Hi, I have a problem with a buffer sum reduction. This is the kernel code:
__kernel void evaluate(__global const uint *pFirstBuffer,
__global const double *pSecondBuffer,
const uint N,
__global uint *pPartialSumBuffer,
__global uint *pOutTestBuffer)
{
uint gid = get_global_id(0);
uint lid = get_local_id(0);
uint grp_id = get_group_id(0);
pPartialSumBuffer[grp_id] = 0;
__local uint lcl_acc[LOCAL_WORK_SIZE]; //I call this kernel with a local work size of 256
lcl_acc[lid] = 0; //and a global size of 220928 (multiple of 256)
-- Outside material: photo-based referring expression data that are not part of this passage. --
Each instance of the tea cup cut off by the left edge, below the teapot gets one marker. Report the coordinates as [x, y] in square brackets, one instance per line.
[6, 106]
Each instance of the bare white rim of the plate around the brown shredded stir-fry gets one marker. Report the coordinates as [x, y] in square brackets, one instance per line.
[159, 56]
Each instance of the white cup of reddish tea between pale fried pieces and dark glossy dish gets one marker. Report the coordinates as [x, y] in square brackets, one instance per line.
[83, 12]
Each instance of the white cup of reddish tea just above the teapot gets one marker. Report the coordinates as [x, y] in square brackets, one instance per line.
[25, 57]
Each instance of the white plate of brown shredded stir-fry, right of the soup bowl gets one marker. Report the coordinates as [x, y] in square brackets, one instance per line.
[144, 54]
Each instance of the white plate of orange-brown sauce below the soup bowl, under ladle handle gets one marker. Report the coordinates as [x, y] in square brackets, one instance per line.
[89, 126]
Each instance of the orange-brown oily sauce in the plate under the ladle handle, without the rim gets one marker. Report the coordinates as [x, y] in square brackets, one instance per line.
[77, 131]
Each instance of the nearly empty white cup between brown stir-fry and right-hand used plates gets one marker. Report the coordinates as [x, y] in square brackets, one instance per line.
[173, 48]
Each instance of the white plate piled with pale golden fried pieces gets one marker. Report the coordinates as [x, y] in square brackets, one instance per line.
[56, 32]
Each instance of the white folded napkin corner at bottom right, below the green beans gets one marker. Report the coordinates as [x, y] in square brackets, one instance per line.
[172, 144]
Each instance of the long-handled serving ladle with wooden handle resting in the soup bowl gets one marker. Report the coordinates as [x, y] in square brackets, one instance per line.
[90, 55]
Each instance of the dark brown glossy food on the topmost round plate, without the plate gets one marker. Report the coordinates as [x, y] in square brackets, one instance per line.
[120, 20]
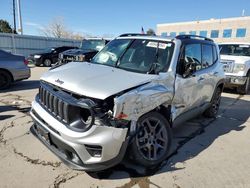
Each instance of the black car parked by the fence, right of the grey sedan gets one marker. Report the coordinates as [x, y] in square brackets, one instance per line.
[48, 56]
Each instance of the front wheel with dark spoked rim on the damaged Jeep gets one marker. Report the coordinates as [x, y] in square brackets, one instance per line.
[152, 143]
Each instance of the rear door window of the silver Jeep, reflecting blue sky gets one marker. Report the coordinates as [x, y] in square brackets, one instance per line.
[207, 55]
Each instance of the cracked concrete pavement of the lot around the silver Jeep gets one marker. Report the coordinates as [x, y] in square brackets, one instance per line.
[206, 153]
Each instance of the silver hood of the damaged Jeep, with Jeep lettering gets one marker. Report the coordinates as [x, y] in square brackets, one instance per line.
[93, 80]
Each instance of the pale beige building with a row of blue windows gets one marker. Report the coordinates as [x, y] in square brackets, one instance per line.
[220, 30]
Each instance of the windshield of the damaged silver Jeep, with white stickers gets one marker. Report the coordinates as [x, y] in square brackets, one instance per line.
[136, 55]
barrier(CLK_LOCAL_MEM_FENCE);
if (gid <= N)
{
double output = … //Here i do some simple computation using pSecondBuffer
if (output <= 0)
pOutTestBuffer[gid] = 1;
else
pOutTestBuffer[gid] = 0;
if (output <= 0)
{
lcl_acc[lid] = 1;
}
}
uint priv_acc = lcl_acc[lid];
barrier(CLK_LOCAL_MEM_FENCE);
uint dist = LOCAL_WORK_SIZE;
while ( dist > 1 )
{
dist >>= 1;
if (gid <= N && lid < dist)
{
priv_acc += lcl_acc[lid + dist];
lcl_acc[lid] = priv_acc;
}
barrier(CLK_LOCAL_MEM_FENCE);
}
if (gid <= N && lid == 0)
{
pPartialSumBuffer[grp_id] = priv_acc;
}
}
Now, after kernel execution, if I check the number of ‘1’ values reducted in pPartialSumBuffer I obtain 2249, while if I check the number of ‘1’ in pOutTestBuffer I obtain 2248.
Why this difference? Something wrong in the way I reduce the local buffer in pPartialSumBuffer?
Tks to all.